El 4 de octubre de 1957 la Unión Soviética sorprendió al mundo, y más a su único rival tecnológico, los Estados Unidos de América, con la puesta en órbita de una bola metálica, llamada Sputnik 1, de 60 cm de diámetro y 83 kg de peso. Dentro de la esfera, un transmisor de radio emitía señales a la Tierra. Ese día, Sputnik 1 se convirtió en el primer satélite artificial y su vuelo inició la era espacial.
En el marco de la Guerra Fría, Sputnik 1 fue un reto soviético a los Estados Unidos por la supremacía en los cielos. Un mes después, eliminando toda duda del poderío espacial soviético, Sputnik 2 fue puesto en órbita el 3 de noviembre. A bordo, la perrita Laika se convirtió en el primer ser viviente en volar al espacio.

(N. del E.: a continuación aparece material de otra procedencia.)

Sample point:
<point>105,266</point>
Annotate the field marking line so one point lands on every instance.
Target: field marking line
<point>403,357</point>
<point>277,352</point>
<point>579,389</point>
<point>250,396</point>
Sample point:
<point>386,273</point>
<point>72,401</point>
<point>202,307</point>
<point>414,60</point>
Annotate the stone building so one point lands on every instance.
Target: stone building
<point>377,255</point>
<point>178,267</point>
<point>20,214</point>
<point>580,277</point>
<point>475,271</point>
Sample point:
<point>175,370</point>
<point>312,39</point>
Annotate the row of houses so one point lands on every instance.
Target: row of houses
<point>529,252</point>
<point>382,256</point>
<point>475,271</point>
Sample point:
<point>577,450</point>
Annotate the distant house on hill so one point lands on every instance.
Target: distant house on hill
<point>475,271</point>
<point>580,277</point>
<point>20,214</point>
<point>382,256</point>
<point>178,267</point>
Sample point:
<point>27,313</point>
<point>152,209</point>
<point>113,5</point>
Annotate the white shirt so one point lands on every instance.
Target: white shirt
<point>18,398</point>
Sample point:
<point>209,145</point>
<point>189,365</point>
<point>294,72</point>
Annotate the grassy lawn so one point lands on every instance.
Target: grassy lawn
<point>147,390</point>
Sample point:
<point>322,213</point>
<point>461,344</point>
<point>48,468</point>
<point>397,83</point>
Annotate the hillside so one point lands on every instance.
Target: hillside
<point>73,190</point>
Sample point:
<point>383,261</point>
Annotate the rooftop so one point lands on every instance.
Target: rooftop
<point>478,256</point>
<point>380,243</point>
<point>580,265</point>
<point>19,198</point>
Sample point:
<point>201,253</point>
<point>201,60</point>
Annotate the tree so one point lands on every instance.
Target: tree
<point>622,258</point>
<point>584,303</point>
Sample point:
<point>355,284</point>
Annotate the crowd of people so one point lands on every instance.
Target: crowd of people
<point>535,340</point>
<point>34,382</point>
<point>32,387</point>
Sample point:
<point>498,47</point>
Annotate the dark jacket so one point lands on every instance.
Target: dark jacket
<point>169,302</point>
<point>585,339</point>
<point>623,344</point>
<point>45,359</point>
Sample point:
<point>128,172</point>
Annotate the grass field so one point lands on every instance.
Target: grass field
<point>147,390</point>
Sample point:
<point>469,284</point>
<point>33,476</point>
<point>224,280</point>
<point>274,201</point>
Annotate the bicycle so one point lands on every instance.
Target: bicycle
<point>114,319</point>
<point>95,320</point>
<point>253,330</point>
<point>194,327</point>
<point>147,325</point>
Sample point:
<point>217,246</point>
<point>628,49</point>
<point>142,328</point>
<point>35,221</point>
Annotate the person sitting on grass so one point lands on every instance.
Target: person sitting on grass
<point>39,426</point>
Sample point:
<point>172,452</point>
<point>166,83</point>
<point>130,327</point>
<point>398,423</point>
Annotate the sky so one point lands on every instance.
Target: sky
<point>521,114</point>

Estados Unidos había iniciado el proyecto orbital Vanguard, que todavía estaba en pañales. Su vuelo espacial seguía pendiente. El orgullo norteamericano fue herido, aún más, cuando el 6 de diciembre de ese año el cohete Vanguard, en su primer lanzamiento, se elevó a menos de un metro, se sacudió un poquito y se desintegró en una espectacular bola de fuego ante las cámaras de la prensa y un nutrido elenco de invitados.
Nuevo proyecto. La historia apenas empezaba. La reacción norteamericana fue galvánica. El fallido Proyecto Vanguard cedió paso al Proyecto Explorer, esta vez liderado por el carismático Werner Von Braun y su equipo de científicos emigrantes alemanes a los Estados Unidos después de la guerra. Explorer 1, primer satélite norteamericano, entró en órbita el 31 de enero de 1958. Además de un transmisor de radio, llevaba consigo un paquete de instrumentos, liderado por el profesor James Van Allen de la Universidad de Iowa, que descubrió los famosos cinturones de radiación que rodean la Tierra y que llevan su nombre.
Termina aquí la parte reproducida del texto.